スウェーデンのプリムスを語る時、いつの時代から話そうかと悩むのですが、日本で本格的に販売が開始された1985年頃からが妥当かと思いますので、それ以前については別の機会といたします。
当時のガス燃焼器具はEPIの一択で、プリムスの2243が登場しても携帯性の良さではEPIのBPに敵いませんでした。
そのような状況で90年代初頭に、携帯性を重視した2263・ビヨンというモデルが発売されました。ビヨンというペットネームが何を意味しているのかわかりませんが調べてみたところ北欧の男の子に多い名前であるようです。
【90年代前期型】
この2263・ビヨンはBPより軽く携帯性が良いことから登山者の需要が多かったモデルですが、後年このモデルのデメリットをよく聞くことになりました。

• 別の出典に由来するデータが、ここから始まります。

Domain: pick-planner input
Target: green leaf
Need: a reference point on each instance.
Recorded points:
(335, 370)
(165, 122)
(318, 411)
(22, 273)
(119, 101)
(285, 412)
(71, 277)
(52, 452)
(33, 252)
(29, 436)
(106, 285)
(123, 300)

それはガス缶とのバルブ基部の素材がアルミ製であり、よくねじ切りが摩耗してガス缶に接続出来なくなるということです。
しかしビヨンの発売はこの後にもかかわらず、携帯性と重量を優先するモデルとして、カタログ落ちするまでバルブ基部はアルミ製だったモデルです。

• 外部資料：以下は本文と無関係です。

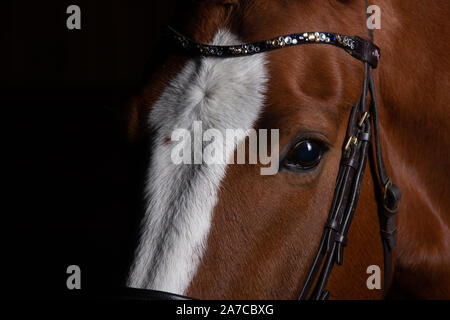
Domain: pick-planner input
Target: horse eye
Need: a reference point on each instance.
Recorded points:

ねじ切りが摩耗する理由については後年知ることになったのですが、雑にガス缶と接続することで柔らかいアルミのネジ切りがつぶれた・・・・と言うことの他に、他社製のガスカートリッジを接続することでメーカーごとにガス缶のねじ山間隔の微妙な違いがネジ切りを潰す原因の一つだったこともわかりました。現在より当時はメーカーごとのガス缶のネジ山の誤差が大きかったようです。

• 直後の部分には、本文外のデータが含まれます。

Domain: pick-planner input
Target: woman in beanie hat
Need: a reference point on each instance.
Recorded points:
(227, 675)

私が知る限りのマイナーチェンジは、1995~1996年頃、バルブつまみが変更されたり、風防のパワーブスター用の穴の開け方が変更されたりしたようです。
また収納ケースも90年代初めと中期以降では変更がありましたので写真で違いをご覧ください。(尚初期型の風防は紛失してしまいました:泣)
【90年代後期型】
2263本体はスウェーデン製ですが、点火装置は日本製です。面白いことに点火装置の作りが製造年代で違いがあります。
JIAの認証が左から、96年3月、93年10月、89年12月、右2台は風防を紛失しています。また右2台の点火装置にはiwatani-primusと刻印がありますが、左の製品には刻印がありません。
バルブ基部は初期の2243と共通の部品のようですが、2263はワイヤー五徳を差し込む為の溝と穴が掘られています。
左が96年製に右が89年製に付属していたケース
現在では軽さ、携帯性において2263を上回る製品もあるのですが、すべてにおいてシンプルな構造は見ても使っても飽きがこず、バルブ基部のみ改良して再販してほしい製品です。